Static types help more than you'd expect. TypeScript codebases give us 40% more accurate dependency graphs than JavaScript because we can resolve imports without executing code.
Developers lie in comments, commits tell truth. We tried using docstrings and README files to identify features. Git history (files changed together) was 3x more accurate.
Blast radius is fractal. The deeper you look, the more dependencies you find. We cap traversal at depth 6 because beyond that, everything depends on everything and the signal disappears.
Probabilistic is better than binary. Early versions gave yes/no answers ("does this affect checkout?"). Confidence scores are way more useful because developers can make risk-based decisions.
How This Actually Helps
You're reviewing a PR that changes database migrations. Glue shows you: "This affects 2 features: User Management (medium risk), Analytics Dashboard (low risk, read-only dependency)."
You see medium risk on User Management. You click through. Glue shows you the files in that feature with high churn and no clear owner. You tag the right people for review. You add tests for the specific code paths affected. You deploy during low traffic.
The PR still lands same day. But instead of "ship and pray," you shipped with informed confidence.
That's the point. Not to prevent all changes (that's stagnation). To predict consequences so you can prepare.
The Gaps We're Still Filling
This system isn't perfect. Here's what we're working on:
Cross-service dependencies. We handle microservices within one repo well. Multi-repo dependencies require explicit integration config (we support API contracts and OpenAPI specs, but adoption is spotty).
Mobile client impact. Backend changes break mobile apps, but mobile release cycles are slow. We're building client version dependency tracking so you can model "which app versions break if we deprecate this endpoint?"
Performance impact prediction. We know what breaks, not how fast it runs after changes.
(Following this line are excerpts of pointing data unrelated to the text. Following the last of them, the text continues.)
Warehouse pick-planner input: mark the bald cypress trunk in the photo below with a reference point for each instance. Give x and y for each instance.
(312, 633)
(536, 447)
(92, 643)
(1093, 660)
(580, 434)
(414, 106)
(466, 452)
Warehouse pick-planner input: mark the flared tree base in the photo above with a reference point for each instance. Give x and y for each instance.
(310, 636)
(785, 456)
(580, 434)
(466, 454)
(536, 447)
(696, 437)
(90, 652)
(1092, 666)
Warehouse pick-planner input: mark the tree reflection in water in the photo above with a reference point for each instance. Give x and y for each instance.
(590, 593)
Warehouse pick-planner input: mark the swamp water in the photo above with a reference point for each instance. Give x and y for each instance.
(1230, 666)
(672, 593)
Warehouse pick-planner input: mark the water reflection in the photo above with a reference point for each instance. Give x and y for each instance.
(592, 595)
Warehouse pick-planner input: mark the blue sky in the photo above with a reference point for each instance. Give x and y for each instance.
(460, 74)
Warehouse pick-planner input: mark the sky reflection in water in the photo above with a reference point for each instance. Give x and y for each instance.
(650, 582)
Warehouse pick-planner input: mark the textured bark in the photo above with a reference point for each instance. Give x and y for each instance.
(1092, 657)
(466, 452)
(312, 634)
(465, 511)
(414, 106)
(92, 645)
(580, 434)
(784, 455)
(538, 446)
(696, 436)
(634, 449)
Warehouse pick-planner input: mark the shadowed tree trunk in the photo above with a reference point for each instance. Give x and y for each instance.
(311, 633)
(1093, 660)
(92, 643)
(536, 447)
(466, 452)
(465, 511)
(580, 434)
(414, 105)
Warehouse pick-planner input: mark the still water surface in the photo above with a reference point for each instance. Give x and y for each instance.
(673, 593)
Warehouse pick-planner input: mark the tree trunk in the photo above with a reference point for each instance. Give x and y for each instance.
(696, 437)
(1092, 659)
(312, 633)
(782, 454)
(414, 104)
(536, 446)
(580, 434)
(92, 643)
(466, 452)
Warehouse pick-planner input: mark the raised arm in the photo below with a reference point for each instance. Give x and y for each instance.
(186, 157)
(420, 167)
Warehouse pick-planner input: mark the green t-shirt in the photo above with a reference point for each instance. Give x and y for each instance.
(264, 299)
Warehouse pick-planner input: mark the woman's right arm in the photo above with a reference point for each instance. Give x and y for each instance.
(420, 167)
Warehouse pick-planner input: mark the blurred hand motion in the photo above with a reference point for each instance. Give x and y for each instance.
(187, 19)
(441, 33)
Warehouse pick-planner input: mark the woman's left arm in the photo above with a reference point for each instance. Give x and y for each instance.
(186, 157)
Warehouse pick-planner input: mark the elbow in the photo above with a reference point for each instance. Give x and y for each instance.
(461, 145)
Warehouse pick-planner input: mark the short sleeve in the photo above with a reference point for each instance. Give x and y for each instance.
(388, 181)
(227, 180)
Adding query latency modeling to predict performance regressions.
Human expertise capture. Senior engineers know things that aren't in code or git history. We're experimenting with annotation tools to capture "I changed X and Y broke, even though there's no visible dependency."
Why This Matters More Now
Codebases are getting bigger. Teams are getting distributed. Knowledge is spreading thinner. The engineer who remembers why that weird validation exists is on PTO when the incident happens.
You can't rely on human memory anymore. You need systems that know your codebase better than anyone person does.
That's what we built. A blast radius oracle that actually works.
You can keep playing Russian roulette with deploys, or you can ask the oracle first. Your choice.